Bishops come in three colors, which points out an interesting topological feature of a hexagonal grid which I'm betting you can spot for yourself.
It's a strange and intriguing game and yet another reason why every house should have a hexboard.
Friday, February 11, 2011
"Why the Efficient Market Hypothesis (Weak Version) Says Nothing about the Ability to Identify Bubbles"
Let’s put aside the possibility that even the weak EMH can be wrong from time to time. We don’t need to go there; the error is more basic than this.
Let’s put ourselves back in 2005. It is two years before the unraveling of the financial markets, but I don’t know this; all I know is what I can see in front of me, publicly available 2005 data. I can look at this and see that there is a housing bubble, that prices are rising far beyond historical experience or relative to rents. The “soft” warning signs are all around me, like the explosion of cheap credit, the popularity of credit terms predicated on ever-rising prices, and the talk of a new era in real estate. Based on my perceptions, I anticipate a collapse in this market. What can I do?

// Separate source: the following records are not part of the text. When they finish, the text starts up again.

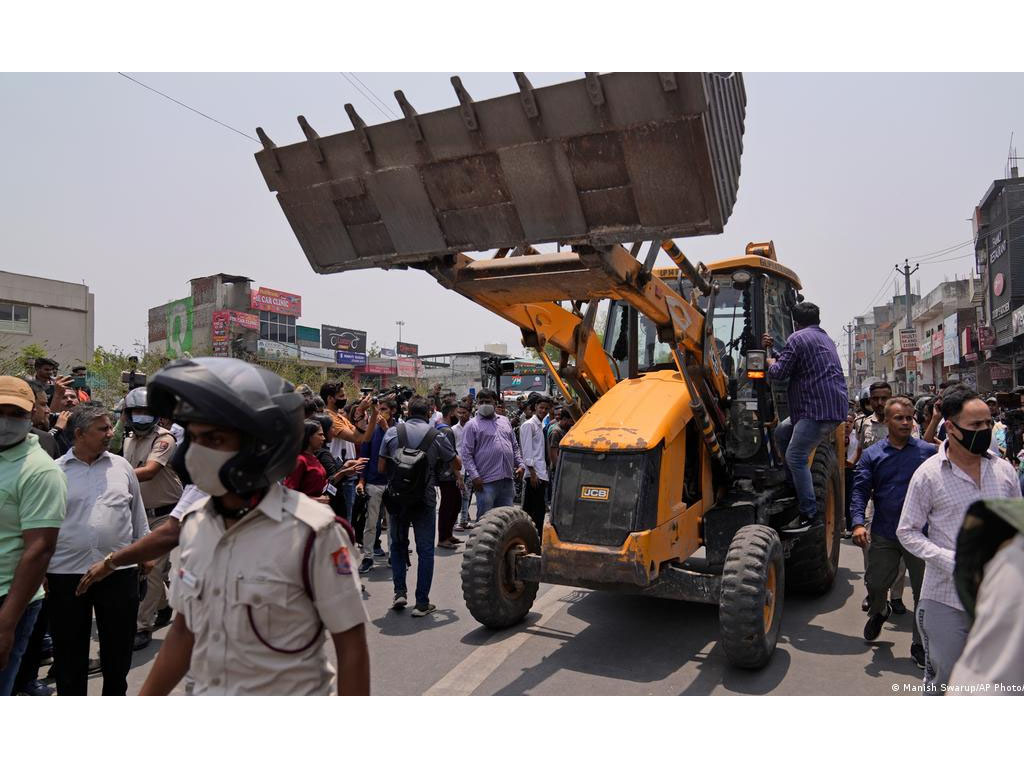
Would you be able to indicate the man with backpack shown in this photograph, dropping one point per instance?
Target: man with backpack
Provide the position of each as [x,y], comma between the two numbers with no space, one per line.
[417,453]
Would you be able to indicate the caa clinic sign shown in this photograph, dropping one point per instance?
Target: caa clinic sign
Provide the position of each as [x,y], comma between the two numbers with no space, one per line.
[276,301]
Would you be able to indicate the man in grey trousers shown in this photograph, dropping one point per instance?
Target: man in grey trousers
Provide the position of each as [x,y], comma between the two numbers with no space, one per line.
[962,472]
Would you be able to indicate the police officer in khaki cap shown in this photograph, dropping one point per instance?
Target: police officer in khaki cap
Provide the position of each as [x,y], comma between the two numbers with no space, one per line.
[261,570]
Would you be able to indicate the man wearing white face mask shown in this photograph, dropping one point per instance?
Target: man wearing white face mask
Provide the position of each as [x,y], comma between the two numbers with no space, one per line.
[261,570]
[150,449]
[489,452]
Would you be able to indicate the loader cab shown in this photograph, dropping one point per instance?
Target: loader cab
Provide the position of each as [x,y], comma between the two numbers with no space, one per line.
[756,295]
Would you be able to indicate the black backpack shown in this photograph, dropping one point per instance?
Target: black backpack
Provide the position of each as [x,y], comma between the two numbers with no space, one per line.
[411,469]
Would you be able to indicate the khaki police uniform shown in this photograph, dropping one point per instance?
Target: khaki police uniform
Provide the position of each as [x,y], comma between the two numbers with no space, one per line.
[237,586]
[159,497]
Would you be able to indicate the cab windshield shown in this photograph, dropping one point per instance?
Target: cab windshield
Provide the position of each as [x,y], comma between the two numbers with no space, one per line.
[727,325]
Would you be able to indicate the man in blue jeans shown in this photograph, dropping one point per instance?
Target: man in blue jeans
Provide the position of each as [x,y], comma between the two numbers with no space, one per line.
[423,518]
[489,452]
[817,398]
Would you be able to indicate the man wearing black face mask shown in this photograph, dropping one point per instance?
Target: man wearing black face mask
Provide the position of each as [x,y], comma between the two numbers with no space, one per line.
[962,472]
[150,450]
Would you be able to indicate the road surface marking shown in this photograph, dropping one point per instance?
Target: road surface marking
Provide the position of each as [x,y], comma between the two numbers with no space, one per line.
[469,674]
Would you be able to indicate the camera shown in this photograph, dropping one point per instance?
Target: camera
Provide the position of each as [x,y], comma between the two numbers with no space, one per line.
[133,379]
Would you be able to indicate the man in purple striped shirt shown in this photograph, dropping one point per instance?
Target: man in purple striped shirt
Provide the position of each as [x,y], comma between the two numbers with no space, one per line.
[817,398]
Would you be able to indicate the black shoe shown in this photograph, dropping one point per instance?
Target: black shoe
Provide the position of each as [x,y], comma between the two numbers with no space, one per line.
[37,688]
[918,654]
[873,627]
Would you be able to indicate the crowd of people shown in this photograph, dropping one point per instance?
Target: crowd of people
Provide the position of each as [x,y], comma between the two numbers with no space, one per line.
[213,498]
[98,502]
[915,468]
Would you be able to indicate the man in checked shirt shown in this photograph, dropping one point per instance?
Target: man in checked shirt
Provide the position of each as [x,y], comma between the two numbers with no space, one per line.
[817,399]
[962,472]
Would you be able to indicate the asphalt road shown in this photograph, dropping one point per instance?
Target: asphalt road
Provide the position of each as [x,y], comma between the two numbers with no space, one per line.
[579,642]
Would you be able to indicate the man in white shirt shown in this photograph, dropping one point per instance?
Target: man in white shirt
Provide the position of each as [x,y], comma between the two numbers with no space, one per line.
[535,456]
[104,514]
[962,472]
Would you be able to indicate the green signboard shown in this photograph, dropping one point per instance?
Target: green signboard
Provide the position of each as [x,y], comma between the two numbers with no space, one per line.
[179,328]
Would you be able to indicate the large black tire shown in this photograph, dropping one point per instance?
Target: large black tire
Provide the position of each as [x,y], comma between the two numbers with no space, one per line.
[750,608]
[813,560]
[495,599]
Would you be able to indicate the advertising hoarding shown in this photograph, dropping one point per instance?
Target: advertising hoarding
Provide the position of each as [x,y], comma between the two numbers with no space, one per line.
[179,327]
[343,339]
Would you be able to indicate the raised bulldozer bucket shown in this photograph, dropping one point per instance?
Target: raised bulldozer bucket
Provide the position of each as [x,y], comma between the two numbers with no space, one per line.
[617,158]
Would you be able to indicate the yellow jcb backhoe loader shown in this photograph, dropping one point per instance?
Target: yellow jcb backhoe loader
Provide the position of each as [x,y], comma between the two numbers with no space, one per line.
[669,483]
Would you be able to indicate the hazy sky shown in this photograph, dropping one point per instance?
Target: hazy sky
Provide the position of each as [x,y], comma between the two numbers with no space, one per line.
[109,183]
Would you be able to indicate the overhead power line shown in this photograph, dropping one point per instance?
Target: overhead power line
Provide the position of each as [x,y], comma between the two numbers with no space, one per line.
[372,100]
[190,109]
[385,104]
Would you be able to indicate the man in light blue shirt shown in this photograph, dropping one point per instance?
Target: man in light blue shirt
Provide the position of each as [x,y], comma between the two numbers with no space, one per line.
[104,514]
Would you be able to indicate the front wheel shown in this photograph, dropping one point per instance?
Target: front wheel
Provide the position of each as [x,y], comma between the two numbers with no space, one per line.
[494,596]
[750,607]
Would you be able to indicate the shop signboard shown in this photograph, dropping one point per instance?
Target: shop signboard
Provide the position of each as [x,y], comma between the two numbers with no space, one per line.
[276,349]
[379,366]
[950,341]
[306,336]
[315,354]
[1000,373]
[908,339]
[220,324]
[349,358]
[410,368]
[276,301]
[1019,321]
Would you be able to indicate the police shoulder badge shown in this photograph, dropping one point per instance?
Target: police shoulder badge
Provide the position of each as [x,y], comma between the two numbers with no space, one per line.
[342,563]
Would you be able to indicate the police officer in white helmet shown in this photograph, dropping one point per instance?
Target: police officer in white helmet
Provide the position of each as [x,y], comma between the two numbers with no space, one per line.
[261,570]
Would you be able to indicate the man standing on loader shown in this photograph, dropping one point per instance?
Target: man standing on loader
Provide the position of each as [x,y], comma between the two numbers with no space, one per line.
[817,398]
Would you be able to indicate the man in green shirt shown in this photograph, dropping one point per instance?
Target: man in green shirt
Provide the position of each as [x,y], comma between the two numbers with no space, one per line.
[33,496]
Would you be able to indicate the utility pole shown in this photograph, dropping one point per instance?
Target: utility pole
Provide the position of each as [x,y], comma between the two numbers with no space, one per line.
[849,354]
[906,271]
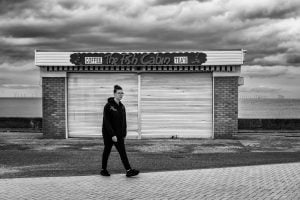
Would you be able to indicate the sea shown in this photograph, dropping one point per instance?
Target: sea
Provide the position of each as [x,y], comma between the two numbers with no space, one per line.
[248,108]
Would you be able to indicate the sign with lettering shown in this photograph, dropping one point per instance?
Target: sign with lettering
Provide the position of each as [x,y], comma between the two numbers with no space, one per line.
[185,58]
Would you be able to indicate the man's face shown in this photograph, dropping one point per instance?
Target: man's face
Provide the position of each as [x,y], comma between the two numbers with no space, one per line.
[119,94]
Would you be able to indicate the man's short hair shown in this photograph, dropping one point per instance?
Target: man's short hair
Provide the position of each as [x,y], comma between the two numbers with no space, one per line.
[117,87]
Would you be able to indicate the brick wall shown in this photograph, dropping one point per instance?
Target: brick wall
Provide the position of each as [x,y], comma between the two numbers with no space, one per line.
[54,107]
[225,106]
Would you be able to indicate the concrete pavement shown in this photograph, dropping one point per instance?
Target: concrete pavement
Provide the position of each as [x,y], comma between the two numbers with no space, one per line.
[279,181]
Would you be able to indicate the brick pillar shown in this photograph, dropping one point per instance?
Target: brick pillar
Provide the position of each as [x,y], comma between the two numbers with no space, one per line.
[225,106]
[54,107]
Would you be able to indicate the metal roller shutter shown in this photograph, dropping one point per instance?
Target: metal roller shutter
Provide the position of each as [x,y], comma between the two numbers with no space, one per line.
[176,105]
[87,95]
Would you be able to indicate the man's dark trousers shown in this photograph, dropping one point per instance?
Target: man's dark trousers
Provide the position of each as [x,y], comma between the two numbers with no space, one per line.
[120,146]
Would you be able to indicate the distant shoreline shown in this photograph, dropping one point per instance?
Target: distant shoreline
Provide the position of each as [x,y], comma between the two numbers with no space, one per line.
[242,98]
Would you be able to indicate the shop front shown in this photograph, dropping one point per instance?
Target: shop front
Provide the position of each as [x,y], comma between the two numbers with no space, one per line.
[167,94]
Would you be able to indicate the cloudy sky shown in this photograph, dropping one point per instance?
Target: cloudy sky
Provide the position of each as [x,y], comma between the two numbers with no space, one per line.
[268,29]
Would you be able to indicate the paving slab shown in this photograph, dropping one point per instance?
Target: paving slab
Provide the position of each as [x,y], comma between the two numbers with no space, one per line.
[279,181]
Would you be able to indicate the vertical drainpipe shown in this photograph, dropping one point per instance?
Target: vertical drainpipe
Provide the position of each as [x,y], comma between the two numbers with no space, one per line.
[66,106]
[213,106]
[139,107]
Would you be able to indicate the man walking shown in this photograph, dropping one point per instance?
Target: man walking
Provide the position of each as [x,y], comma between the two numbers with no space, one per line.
[114,130]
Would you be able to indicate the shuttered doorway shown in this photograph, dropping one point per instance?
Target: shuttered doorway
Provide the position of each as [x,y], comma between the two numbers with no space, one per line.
[176,104]
[87,95]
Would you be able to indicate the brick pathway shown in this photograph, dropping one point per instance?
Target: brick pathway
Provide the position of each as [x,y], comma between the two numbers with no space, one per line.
[280,181]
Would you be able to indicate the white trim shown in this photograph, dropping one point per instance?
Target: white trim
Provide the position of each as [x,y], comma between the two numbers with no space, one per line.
[44,73]
[214,57]
[139,108]
[66,108]
[213,106]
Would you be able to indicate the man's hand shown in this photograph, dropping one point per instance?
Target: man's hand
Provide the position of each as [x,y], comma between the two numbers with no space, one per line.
[114,139]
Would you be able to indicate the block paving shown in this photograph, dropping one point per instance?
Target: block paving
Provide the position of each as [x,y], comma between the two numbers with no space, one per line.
[277,181]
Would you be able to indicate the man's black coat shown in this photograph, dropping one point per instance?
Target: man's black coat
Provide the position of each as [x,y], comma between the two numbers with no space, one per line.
[114,119]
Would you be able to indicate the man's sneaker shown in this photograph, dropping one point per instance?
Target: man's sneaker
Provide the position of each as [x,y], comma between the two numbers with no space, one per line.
[132,172]
[104,172]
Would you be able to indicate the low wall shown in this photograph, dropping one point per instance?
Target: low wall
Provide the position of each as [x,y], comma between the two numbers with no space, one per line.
[269,124]
[18,123]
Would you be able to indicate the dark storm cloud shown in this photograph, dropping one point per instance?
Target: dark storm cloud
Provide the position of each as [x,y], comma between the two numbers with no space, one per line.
[15,6]
[294,59]
[280,12]
[168,2]
[153,25]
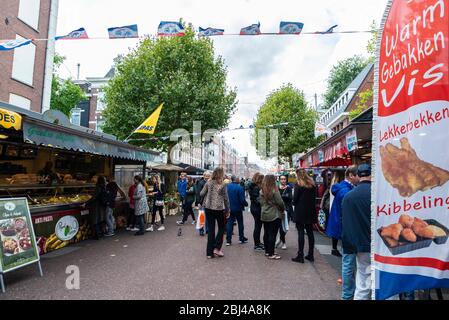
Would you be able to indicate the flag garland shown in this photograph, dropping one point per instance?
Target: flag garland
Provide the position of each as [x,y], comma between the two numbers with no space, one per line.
[123,32]
[167,28]
[75,34]
[208,32]
[13,44]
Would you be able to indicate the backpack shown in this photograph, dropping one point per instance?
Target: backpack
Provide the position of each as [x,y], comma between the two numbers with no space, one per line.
[104,197]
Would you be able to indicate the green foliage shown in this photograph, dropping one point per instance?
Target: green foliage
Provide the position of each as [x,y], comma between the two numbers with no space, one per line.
[364,98]
[288,105]
[65,94]
[183,73]
[341,76]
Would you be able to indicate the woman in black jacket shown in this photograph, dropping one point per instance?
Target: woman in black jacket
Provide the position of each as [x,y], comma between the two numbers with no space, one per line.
[287,196]
[255,208]
[305,213]
[158,203]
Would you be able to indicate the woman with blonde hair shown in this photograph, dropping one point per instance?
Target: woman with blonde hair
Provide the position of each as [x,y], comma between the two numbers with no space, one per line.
[216,204]
[254,193]
[304,216]
[272,213]
[158,203]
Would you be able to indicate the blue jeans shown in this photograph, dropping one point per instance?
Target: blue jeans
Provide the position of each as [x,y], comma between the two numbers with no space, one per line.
[235,215]
[109,220]
[348,276]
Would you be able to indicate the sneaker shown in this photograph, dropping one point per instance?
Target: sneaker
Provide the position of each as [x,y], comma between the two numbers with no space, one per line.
[310,258]
[278,243]
[218,253]
[336,253]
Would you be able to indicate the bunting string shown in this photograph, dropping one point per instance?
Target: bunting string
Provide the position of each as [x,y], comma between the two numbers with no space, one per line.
[173,29]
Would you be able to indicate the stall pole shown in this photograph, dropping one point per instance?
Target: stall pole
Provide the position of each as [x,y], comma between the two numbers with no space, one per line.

If I am an investor, I can short housing in some fashion. My problem is that I have no idea how long the bubble will go on, and if I take this position too soon I could lose a bundle. In fact, anyone who went short in 2005 and passed on the following two years are price frothery grossly underperformed relative to the market as a whole. Indeed, you might not have the liquidity to hold your position for two long years and could end up losing everything. Of course, it is also possible that the bubble could have burst a year or two early and your bets could have paid off. What the EMH tells us is that, as an investor, not even your prescient analysis of the fundamentals of the housing market would enable you to outperform more myopic investors or even a trading algorithm based on a random number generator.
The logical error lies in confusing the purposes of an investor with those of a policy analyst. Suppose I work for the Fed, and my goal is not to amass a personal stash but to formulate economic policies that will promote prosperity for the country as a whole. In that case, it doesn’t much matter whether the bubble bursts in 2006, 2007 or 2010. In fact, the longer the bubble goes on, the more damage will result from its deflation. At the policy level, the relevant question is whether trained analysts, assembling data and drawing on centuries of experience in financial manias, can outperform, say, tarot cards in identifying bubbles. The EMH does not defend tarot.
To profit from one’s knowledge of a market condition one needs to be able to outperform the mass of investors in predicting market turns, which the EMH says you can’t do. Good policy may have almost nothing to do with the timing of market turns, however.